Study by UL looks at best safety practices for cities and outlines tips to help parents reduce preventable accidents

NORTHBROOK, Ill., Sept. 29, 2010 - News stories about tragic accidents, many that could have been prevented, seem to dominate today's headlines. While accidents can happen anytime or anywhere, UL, the global safety leader, commissioned a study with Sperling's Best Places to determine the cities that stand out in helping prevent needless accidents and improving the safety of their residents, especially families with young children.

The study, "Safest Cities for Families with Young Children," evaluated the 50 largest U.S. cities on specific criteria that contribute to home, community and overall personal safety.

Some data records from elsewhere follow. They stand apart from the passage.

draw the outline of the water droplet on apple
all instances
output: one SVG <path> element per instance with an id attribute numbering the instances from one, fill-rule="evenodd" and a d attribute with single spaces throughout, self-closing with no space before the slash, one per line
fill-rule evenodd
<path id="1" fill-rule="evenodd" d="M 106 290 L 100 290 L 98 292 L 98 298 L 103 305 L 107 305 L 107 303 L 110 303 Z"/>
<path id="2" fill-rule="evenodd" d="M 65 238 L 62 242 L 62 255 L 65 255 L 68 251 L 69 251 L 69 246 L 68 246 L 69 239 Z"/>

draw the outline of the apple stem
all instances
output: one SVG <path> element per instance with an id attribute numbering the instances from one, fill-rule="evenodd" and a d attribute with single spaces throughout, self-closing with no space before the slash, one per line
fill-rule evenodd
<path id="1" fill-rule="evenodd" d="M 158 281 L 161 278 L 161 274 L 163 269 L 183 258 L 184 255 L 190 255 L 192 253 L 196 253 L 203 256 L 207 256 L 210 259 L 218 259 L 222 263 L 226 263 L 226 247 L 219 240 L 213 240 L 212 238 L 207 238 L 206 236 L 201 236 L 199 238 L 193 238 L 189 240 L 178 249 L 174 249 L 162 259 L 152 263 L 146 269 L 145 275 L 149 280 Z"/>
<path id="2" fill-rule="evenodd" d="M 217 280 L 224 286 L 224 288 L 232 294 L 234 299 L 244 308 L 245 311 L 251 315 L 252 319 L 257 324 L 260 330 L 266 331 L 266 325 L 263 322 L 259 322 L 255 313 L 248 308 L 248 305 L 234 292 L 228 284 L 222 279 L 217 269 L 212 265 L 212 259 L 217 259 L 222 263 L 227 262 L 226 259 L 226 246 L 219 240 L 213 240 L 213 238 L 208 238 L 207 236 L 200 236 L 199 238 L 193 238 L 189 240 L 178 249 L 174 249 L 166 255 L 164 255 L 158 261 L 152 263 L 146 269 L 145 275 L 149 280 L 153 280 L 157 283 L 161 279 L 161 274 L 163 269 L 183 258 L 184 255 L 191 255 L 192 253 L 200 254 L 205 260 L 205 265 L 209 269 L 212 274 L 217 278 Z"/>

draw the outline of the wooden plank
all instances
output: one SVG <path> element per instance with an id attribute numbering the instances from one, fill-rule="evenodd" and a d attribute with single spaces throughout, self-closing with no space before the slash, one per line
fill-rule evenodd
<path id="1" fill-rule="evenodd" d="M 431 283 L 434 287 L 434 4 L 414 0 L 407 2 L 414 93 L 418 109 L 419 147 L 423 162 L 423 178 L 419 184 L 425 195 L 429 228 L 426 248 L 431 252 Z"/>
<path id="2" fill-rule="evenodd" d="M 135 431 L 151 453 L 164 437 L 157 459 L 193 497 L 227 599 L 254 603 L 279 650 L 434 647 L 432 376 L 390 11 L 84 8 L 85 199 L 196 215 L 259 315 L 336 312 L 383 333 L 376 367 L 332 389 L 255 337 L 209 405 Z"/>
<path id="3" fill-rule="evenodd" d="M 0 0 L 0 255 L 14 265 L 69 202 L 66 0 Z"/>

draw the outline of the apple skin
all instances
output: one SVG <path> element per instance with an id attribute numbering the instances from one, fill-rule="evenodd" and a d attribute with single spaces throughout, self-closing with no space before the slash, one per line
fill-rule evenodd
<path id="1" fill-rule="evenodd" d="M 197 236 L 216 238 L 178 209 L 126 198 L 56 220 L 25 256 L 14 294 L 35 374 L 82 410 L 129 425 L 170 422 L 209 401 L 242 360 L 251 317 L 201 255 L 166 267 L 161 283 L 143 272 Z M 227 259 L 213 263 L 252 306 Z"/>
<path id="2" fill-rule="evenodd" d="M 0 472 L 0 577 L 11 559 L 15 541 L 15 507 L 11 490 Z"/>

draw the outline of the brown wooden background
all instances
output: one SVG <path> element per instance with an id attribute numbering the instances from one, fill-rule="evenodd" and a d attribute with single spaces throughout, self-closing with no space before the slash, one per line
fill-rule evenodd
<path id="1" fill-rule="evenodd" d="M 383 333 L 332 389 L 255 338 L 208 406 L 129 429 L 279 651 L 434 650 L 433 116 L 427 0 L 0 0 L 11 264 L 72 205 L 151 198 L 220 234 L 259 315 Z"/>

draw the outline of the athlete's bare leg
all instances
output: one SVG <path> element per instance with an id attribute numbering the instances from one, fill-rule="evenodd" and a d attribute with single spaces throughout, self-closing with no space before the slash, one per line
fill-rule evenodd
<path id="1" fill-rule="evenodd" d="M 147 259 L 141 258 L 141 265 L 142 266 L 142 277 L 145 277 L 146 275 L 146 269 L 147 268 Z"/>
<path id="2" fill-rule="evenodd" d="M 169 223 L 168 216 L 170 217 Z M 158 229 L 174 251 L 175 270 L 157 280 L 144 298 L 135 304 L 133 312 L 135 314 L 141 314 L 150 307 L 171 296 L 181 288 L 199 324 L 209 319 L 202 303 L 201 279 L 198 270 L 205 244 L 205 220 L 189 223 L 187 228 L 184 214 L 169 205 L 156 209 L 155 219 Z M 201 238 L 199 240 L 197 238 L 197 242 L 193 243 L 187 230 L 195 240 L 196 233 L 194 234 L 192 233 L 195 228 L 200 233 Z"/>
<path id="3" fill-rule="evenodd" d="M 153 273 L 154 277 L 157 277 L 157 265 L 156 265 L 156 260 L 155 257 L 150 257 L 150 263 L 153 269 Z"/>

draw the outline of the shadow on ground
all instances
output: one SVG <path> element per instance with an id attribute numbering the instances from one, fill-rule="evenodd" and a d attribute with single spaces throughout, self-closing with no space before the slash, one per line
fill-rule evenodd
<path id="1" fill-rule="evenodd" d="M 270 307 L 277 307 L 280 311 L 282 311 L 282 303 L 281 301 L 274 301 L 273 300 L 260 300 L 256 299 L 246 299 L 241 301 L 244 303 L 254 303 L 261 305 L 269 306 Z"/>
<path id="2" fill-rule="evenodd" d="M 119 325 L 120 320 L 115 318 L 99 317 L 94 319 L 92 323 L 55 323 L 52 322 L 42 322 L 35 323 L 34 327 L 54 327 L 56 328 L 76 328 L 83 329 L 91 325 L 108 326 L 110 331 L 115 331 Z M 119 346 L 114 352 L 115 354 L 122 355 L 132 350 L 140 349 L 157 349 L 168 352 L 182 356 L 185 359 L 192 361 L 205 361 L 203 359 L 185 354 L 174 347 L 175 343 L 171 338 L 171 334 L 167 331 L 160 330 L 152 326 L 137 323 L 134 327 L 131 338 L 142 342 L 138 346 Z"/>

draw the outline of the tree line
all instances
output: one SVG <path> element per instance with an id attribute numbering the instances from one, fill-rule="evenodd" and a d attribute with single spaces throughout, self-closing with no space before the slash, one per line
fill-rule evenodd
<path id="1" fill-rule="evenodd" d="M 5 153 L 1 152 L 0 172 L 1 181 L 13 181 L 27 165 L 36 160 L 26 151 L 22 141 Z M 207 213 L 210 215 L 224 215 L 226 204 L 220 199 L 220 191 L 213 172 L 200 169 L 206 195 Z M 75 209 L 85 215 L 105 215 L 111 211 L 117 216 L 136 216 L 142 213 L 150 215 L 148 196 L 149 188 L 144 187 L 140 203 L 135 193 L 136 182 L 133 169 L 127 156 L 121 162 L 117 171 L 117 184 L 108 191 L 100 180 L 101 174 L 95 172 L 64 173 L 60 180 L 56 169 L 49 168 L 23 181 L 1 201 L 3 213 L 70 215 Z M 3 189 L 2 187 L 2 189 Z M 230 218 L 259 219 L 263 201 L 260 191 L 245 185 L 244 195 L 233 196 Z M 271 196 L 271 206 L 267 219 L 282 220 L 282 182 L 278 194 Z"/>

The results showed that 10 cities lead the way in helping reduce risk of fire deaths, pedestrian accidents and other mishaps that contribute to the estimated 14 million potentially disabling, unintentional injuries that children sustain each year. 

The 2010 "Safest Cities for Families with Young Children" include:

  • Boston
  • Columbus, Ohio
  • Louisville, Ky.
  • Minneapolis, Minn.
  • New York
  • Portland, Ore.
  • San Francisco
  • Seattle
  • Tampa, Fla.
  • Virginia Beach, Va.

Each city was measured on 25 criteria encompassing child-focused, safety-oriented behaviors and regulatory best practices. As part of the methodology, the study filtered out cities with the highest crime rates and considered air quality, incidence of child pedestrian accidents, injuries and drowning. The study also focused on accessibility to hospitals; response time for fire and police personnel; and laws, codes and regulations that address smoking, home inspections, smoke and CO alarms, pool safety and bike helmets. The top 10 cities had the highest frequency or values in these categories.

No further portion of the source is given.